À 18 ans, un coup de tonnerre : l’attentat des Twin Towers du 11 septembre 2001 bouleverse le paysage politique qu’il croyait tranquille et sûr, il assiste physiquement au désarroi majeur qui gagne les immeubles de la CIA (Central Intelligence Agency ) près desquels sa famille habite. C’est la formation d’un esprit à la morale civique, en accéléré. Edward Snowden a d’abord la tentation d’entrer dans l’armée pour courir au secours de son pays, s’engager contre « les ennemis », mais après quelques ennuis de santé, et peut-être un début d’esprit critique sur l’armée, il fait son entrée dans les services secrets, où ses capacités le mènent à vingt-trois ans au poste d’ « ingénieur administrateur système » à la CIA (Central Intelligence Agency ) et à la NSA (National Security Agency).

Il est en poste à Genève, à Tokyo, à Hawaï. Il y prend conscience des déviances du Patriot Act, dont il fait la source des dérives sécuritaires, inspirées par le réflexe de peur et d’excès de méfiance généralisée, accompagné d’un désir hypertrophié de sécurité et de pouvoir, qui mange journellement les libertés individuelles, la vie privée, et piétine, de fait, la Constitution de 1783. C’est au nom de la défense de cette Constitution raisonnable et respectueuse de l’équilibre entre l’individu et les pouvoirs publics, dans cette impossible schizophrénie qui lui est imposée par son travail d’organisation d’un espionnage généralisé, que le citoyen Snowden justifie ses révélations, que l’État à son tour lui reproche comme une trahison.

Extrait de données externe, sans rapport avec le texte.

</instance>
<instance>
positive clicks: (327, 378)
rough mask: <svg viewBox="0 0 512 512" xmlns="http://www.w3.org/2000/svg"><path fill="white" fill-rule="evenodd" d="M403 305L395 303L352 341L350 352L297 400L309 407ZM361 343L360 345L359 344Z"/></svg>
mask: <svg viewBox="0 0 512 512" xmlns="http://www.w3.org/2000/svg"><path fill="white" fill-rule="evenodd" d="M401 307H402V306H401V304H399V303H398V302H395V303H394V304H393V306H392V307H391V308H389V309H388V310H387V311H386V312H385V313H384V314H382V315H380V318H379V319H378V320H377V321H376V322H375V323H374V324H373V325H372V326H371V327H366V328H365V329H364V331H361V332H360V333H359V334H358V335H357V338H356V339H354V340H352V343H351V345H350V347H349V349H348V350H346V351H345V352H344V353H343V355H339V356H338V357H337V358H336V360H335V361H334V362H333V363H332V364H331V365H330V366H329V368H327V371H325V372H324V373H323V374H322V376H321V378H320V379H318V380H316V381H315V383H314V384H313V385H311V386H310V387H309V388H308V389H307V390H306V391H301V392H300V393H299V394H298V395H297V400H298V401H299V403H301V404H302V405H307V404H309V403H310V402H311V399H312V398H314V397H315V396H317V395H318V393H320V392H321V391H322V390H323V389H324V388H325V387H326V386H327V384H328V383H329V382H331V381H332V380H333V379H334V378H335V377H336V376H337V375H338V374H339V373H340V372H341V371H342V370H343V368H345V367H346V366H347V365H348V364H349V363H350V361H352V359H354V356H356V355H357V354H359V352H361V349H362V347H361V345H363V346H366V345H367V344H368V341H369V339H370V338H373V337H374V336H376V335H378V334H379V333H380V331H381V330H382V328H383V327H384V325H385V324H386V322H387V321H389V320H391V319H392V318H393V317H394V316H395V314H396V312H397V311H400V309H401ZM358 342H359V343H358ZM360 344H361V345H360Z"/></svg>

Il a réussi à copier les preuves de cette immense toile d’araignée que les États-Unis ont étendue sur le monde : tous les mails, conversations téléphoniques, et autres échanges numérisés entre être humains, sont recueillis, analysés et stockés ad vitam aeternam dans les Big Data. C’est dire l’excès de pouvoir que s’est arrogé l’administration américaine, dans l’espace et le temps : Permanent Record, le titre américain est plus parlant que le titre français de l’ouvrage qui ne rend pas grand chose des problèmes évoqués par l’auteur. Chacun de nous a son hameçon accroché, toujours renforcé par les techniques perfectionnées sous George W. Bush, Barack Obama, et maintenant Donald Trump.

On a envie de jeter son portable et tout le reste. Mais on ne peut plus, c’est comme pour le climat, sans doute trop tard : Big Brother n’est pas seulement surplombant, il est dans notre poche, indispensable, on lui parle toute la journée. Snowden ne dit pas comment lutter, il a simplement choisi d’être du côté des victimes plutôt que du bourreau.

Le permis de séjour d’Edward Snowden, renouvelé deux fois en Russie, expire en début de l’année 2020. Il risque des centaines d’année de prison s’il est extradé aux États-Unis. La France lui a refusé le droit d’asile par deux fois (sous la présidence de François Hollande et tout récemment sous celle d’Emmanuel Macron).